Re: The wisdom of the object mentors (Was: Searching OO Associations with RDBMS Persistence Models)
Date: 11 Jun 2006 23:12:18 -0700
Robert Martin wrote:
> You are missing the point. From the point of view of the gazillions of
> users, the FS works quite nicely. I might, for the sake of argment,
> grant you that a hierarchical file system is a hideous way to represent
> data, but that does not negate the fact that it is by far the most
> popular strategy. And there is virtually no one who wants it changed.
I for one would like them changed. Every company's file system that I've worked in is a fricken mess, often 8 or more levels deep. Trees more than 4 levels deep are a yellow alert. I would much rather have a relational system, or at least one based on set theory. However, those are harder to teach to non-techies, so we are stuck with trees: simple, but not powerful.
> >> There is no hue and cry for our filesystems to suddenly be
> >> RDBs.
> > Umm ... Haven't you noticed the renewed drive towards
> > searching (querying)? For example Google, Google Desktop,
> > iTunes, Spotlight, Aperture? Have you even heard of WinFS?
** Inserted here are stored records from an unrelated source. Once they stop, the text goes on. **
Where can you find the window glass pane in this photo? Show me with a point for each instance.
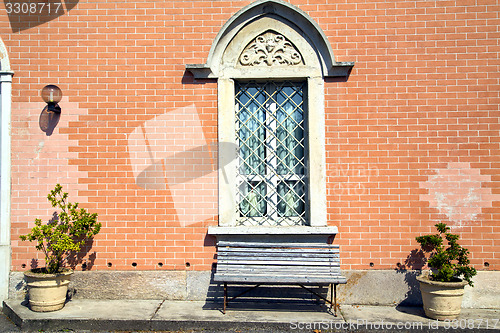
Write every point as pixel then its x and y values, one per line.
pixel 252 134
pixel 254 199
pixel 270 133
pixel 290 131
pixel 291 201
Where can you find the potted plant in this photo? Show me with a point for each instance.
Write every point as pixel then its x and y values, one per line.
pixel 64 235
pixel 443 288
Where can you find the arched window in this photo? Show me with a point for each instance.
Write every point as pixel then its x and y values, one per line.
pixel 270 60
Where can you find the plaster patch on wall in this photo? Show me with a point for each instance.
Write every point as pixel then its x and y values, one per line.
pixel 459 192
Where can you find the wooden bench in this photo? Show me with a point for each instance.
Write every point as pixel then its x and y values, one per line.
pixel 279 263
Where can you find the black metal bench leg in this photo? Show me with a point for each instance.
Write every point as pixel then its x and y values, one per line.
pixel 225 298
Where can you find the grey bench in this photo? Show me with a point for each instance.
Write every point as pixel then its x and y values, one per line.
pixel 279 263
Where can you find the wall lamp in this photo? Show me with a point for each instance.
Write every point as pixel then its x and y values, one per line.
pixel 52 94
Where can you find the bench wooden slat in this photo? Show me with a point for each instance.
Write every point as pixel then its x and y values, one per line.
pixel 283 279
pixel 274 245
pixel 277 252
pixel 276 256
pixel 251 261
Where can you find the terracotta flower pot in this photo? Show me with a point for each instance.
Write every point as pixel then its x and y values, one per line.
pixel 47 292
pixel 442 300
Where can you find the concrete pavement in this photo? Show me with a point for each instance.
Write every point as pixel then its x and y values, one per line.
pixel 82 315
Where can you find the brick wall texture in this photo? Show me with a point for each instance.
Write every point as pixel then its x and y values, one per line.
pixel 412 137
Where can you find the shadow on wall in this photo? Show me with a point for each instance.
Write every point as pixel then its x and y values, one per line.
pixel 26 14
pixel 412 268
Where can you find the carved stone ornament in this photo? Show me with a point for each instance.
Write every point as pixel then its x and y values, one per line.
pixel 270 49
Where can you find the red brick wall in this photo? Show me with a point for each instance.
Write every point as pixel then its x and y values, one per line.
pixel 412 136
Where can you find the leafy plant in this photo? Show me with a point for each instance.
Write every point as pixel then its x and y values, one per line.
pixel 450 263
pixel 65 234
> All but the last two. itunes is clearly a good candidate for a
> relational model; though I would be very upset if they integrated my
> MP3 files into a BLOB in a table somewhere!!! Google Desktop and
> Spotlight are wonderful indexing and searching technologies. But their
> output is a list of files (or in some cases emails).
We don't know that they are files. They are files when they are downloaded locally, but perhaps they are stored in a RDB on the web server side. I've programmed dynamically generated spreadsheets before. They become files on the client side, but were dynamically generated and thus never an actual file on the server (unless maybe in the buffer, but that is not visable to us).